Here the basic step in neural network is updating parameters - while improves the learning rate with the gradient descent.
My explanation of a = a - b was not coz of higher or lower value but to explain why your other image differs from each other
We are updating parameter while improving learning rate with grad function computes the sum of gradients of the outputs. So you first choose the parameter and then apply learning rate which a hyperparameter that controls the weights of our neural network with respect to the loss gradient.
So that is why it should a = a - b and need to be defined as a = a - b and not because 2- 1 or 1-2
if you follow your image of a = b - a, you will not get the expected output in simpler terms, your update parameters can have opposite effect/result than the expected output.

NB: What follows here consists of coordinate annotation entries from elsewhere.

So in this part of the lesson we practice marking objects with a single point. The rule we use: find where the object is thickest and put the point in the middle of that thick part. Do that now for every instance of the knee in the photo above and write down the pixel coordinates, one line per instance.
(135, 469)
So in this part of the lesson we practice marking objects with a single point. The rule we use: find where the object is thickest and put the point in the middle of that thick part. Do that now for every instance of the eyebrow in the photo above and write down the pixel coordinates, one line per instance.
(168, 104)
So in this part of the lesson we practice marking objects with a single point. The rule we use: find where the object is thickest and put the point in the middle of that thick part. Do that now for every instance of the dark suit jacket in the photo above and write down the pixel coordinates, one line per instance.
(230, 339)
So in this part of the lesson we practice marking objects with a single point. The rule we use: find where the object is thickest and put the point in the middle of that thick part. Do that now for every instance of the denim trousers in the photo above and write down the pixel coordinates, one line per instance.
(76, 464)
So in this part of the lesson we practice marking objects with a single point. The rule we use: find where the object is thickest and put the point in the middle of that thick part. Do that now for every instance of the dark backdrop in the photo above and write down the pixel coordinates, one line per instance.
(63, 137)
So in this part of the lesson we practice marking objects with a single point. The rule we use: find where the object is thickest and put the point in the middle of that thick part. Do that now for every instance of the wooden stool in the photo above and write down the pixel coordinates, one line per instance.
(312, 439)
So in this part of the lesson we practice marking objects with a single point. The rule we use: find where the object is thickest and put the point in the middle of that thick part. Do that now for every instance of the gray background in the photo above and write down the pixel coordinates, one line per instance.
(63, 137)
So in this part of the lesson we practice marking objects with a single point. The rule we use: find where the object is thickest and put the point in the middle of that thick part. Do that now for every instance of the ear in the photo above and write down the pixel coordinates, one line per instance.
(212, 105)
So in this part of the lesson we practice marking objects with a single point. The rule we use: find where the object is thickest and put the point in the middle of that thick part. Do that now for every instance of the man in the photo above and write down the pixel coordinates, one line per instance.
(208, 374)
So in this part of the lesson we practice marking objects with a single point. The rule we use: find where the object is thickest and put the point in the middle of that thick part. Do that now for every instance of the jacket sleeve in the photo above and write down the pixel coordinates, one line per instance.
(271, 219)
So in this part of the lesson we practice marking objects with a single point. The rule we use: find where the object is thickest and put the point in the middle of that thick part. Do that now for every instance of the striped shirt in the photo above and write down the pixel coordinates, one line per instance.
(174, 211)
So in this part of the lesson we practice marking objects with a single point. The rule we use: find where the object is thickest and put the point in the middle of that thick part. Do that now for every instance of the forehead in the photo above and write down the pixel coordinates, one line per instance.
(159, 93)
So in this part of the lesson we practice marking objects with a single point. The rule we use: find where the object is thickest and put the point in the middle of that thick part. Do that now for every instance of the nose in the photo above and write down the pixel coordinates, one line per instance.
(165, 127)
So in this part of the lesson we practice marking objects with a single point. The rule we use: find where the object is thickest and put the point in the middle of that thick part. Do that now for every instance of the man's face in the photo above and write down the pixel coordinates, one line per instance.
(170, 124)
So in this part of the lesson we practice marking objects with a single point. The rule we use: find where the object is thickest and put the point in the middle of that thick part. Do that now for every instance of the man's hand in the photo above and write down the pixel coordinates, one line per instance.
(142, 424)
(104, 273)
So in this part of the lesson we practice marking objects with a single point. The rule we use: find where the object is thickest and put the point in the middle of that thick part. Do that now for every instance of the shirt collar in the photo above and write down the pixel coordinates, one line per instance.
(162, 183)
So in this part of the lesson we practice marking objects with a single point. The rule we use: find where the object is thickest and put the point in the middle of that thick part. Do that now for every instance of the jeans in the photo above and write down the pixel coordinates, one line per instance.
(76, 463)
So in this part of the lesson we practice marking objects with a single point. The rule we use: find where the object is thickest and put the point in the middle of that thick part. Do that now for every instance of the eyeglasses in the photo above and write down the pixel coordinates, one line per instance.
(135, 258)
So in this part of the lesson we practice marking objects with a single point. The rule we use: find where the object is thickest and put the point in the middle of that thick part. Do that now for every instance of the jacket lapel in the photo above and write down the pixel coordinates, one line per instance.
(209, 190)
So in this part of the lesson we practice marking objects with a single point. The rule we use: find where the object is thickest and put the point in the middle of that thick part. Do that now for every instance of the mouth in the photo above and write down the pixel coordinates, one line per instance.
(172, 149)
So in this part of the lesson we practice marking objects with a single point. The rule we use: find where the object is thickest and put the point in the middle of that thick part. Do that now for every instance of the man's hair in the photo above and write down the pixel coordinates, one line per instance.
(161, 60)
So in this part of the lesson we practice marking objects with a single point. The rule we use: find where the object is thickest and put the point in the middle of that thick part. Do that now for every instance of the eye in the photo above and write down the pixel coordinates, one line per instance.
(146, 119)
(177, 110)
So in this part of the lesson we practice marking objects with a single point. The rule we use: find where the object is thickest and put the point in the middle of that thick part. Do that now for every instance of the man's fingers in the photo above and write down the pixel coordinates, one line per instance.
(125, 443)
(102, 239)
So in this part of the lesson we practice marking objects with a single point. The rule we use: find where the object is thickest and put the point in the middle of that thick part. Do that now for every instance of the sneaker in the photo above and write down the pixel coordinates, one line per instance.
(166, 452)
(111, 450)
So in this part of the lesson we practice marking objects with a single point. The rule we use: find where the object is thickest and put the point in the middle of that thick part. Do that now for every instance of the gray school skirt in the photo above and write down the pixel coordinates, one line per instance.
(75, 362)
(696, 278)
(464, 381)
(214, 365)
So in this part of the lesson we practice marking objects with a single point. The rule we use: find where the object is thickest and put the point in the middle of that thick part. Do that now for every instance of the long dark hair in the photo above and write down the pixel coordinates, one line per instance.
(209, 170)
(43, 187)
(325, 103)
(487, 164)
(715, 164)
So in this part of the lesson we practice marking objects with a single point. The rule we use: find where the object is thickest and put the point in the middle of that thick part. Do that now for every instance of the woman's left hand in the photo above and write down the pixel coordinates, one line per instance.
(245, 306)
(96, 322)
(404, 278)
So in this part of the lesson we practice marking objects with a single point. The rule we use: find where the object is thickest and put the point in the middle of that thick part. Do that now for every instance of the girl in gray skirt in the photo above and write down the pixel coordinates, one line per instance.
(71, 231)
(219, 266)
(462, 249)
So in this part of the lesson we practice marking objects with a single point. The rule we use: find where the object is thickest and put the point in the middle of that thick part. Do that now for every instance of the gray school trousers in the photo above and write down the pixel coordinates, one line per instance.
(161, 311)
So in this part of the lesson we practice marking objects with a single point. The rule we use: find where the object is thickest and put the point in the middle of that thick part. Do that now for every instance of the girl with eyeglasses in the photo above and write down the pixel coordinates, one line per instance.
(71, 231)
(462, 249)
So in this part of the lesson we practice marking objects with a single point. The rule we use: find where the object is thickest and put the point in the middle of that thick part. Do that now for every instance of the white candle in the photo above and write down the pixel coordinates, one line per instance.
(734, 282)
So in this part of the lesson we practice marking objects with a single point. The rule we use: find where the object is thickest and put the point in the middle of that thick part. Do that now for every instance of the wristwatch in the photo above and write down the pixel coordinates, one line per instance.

see this image just above the grader cell you shared where it mention while we are updating the parameter, we are subtracting or derivative of the parameter. So you cannot update your parameters first with partial derivative of parameters but first with the updated parameter - your partial derivative of parameter
Yes, that’s correct. That is the meaning of “-=” from an arithmetic p.o.v. But what’s really going on here is more complicated than that. The numeric result is the same, but if the operands in question are “objects” (meaning pointers) then the way memory is managed is very different. The “-=” operator is “in place”, meaning that it directly modifies the object in memory. The plain assignment allocates a new memory object for the RHS, so the original variable is not modified in memory. If the variable in question is an object passed as a parameter to a python function and you didn’t first “copy” it, then you’ve modified global data with the “-=” approach. The test cases for this exercise are written in such a way that modifying the global data causes subsequent tests to fail.
That does not work, because parameters is a compound object. That creates a new copy of the whole dictionary, but the individual arrays in the dictionary are not duplicated. You need the deepcopy as I see you discovered in your later post on this thread.
That’s a good point: the template code is misleading. I will file a bug about this and hope that the course staff will act on it. Should be a simple fix other than that they also have to add the “import” for the copy package.